Playbook
how i actually do content with AI
the problem with AI content isn't that it sounds like AI. it's that the person using it has nothing specific to say. AI is a surface. it reflects whatever taste is behind it. no taste, no signal to reflect.
you can't automate something you can't articulate. i know because i tried. i kept expecting the model to figure out what i wanted. it doesn't. it produces the average of your vague instruction, which is always mediocre.
automation isn't magic. it's knowing a process so well you can explain it to a machine.
what changed: i started treating AI like a new hire, not a magic box. you wouldn't hand a new hire a blank task and expect brilliance. you'd give them your best examples, your format rules, what 'good' looks like in your context. AI needs exactly that.
the foundation
every workflow that's actually worked for me started with doing the task manually enough times to describe what 'good' looks like. not vaguely. precisely. the sequence, the edge cases, the things you'd never say, the things that always land.
when i started ghostwriting, i wasn't using AI. i was learning what made a Karthik post a Karthik post. the opening structure, where the punchline landed, how much context was enough, which words he'd never use. that manual work was the data. AI just runs the data later.
skip step one and you get slop. the prompt is only as good as your understanding of what you're trying to produce. if you can't tell a human what 'good' looks like, you can't tell the model either.
lesson one
the first time AI actually worked well for me was on a ghostwriting gig. we were running LinkedIn and X for a founder. our operating theory was simple: making things work on the internet is mostly copying what already works, then adding your own spice.
i found viral posts from similar profiles outside India and studied the structure, not the content. pacing, progression, how they opened, how they closed. then i took one of those posts to ChatGPT with a single instruction: understand why this works, apply that structure to my idea.



it worked because the instruction was grounded in a real process i'd studied. not "write like this person." "understand why this works." imitation of structure is learning. imitation of content is plagiarism. structure first, not vibes.
lesson two
a skill is two files. one tells AI what to do: the role, the rules, the voice, the process, the constraints. one shows it what good looks like: real examples, the shape of what you want.
the difference between a prompt and a skill is the same difference between a task and a workflow. a prompt you write once and throw away. a skill you refine and reuse. it's your working style written down so a machine can copy the pattern.

building a skill is just answering: what would i tell a new hire on day one? the role, the rules, the examples of 'good', the anti-examples of what never to do. that's the whole thing.
lesson three
add references and the output changes completely. the model stops guessing and starts pattern-matching against something real. it knows what you actually want instead of inventing something adjacent to it.
this is also why "make it sound more human" never works. no destination. "make it sound like this tweet" gives the model something to match against.
what goes in a good reference set
three years of using AI, this pattern has held every time. people skip references and blame the model. the model isn't guessing because it's limited. it's guessing because you gave it nothing specific to match.
lesson four
not "just use Projects."
a context window is a desk. some things live on the desk permanently. some things you bring out for each session. the split matters. dump everything into the system prompt and it gets diluted. start fresh every time and you rebuild from nothing.
the first 100k tokens in a conversation are usually the sharpest. pile in more and focus spreads. the context you set up becomes the quality floor for everything that follows. this applies to Claude Projects, ChatGPT custom GPTs, Perplexity Spaces. same idea, different wrapper.
where people fail
all common. all recoverable. all invisible until you know what to look for.
what this looks like
Builders Central
230K followers, millions of views. most of those videos were written by AI running off my references, my structure, my examples. the skill encodes how i think about a scriptwriting brief.
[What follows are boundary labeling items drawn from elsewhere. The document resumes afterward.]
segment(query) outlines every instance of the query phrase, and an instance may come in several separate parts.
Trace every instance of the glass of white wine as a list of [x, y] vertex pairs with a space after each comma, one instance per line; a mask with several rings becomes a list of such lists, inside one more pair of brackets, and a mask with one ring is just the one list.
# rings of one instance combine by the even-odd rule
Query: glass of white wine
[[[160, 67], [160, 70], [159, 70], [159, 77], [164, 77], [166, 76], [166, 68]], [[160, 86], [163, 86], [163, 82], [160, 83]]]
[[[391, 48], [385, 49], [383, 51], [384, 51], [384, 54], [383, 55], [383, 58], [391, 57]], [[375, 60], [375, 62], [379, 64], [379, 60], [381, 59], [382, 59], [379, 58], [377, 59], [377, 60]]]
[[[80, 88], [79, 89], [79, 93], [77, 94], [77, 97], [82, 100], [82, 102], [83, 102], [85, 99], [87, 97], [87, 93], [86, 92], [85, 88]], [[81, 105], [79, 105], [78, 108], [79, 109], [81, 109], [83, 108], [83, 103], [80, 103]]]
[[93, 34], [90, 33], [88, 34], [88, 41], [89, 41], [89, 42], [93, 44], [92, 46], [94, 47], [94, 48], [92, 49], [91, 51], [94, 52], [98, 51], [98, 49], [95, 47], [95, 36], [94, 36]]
AI runs it. i edit. not replacing me. using me as the reference.
Bangers Only
once the content process was articulate enough to describe precisely, it became possible to build it into a product. the prompt layers, the UX decisions, the way it turns rough thoughts into posts that sound like you wrote them at your best.

full architecture writeup: read on GitHub.
The launch video
the Bangers Only launch video, 25 seconds animated, built with Remotion, Claude Code, and Codex. no After Effects, no Premiere. a description of scenes in plain English. Claude Code wrote 1700 lines of React across four files. when video is code, you iterate on it like code. turns out that's very different from dragging keyframes.
full process: Remotion + Claude Code thread.
The skillset
cold email, scriptwriting, tweets, newsletters, and more. they live at slashskills.vercel.app. literally me writing down how i think so AI can copy the pattern.



do it by hand.
know the process cold.
let AI run it.
that's it. the skill isn't the AI. the skill is the articulation. once you have that, the AI is just fast labor.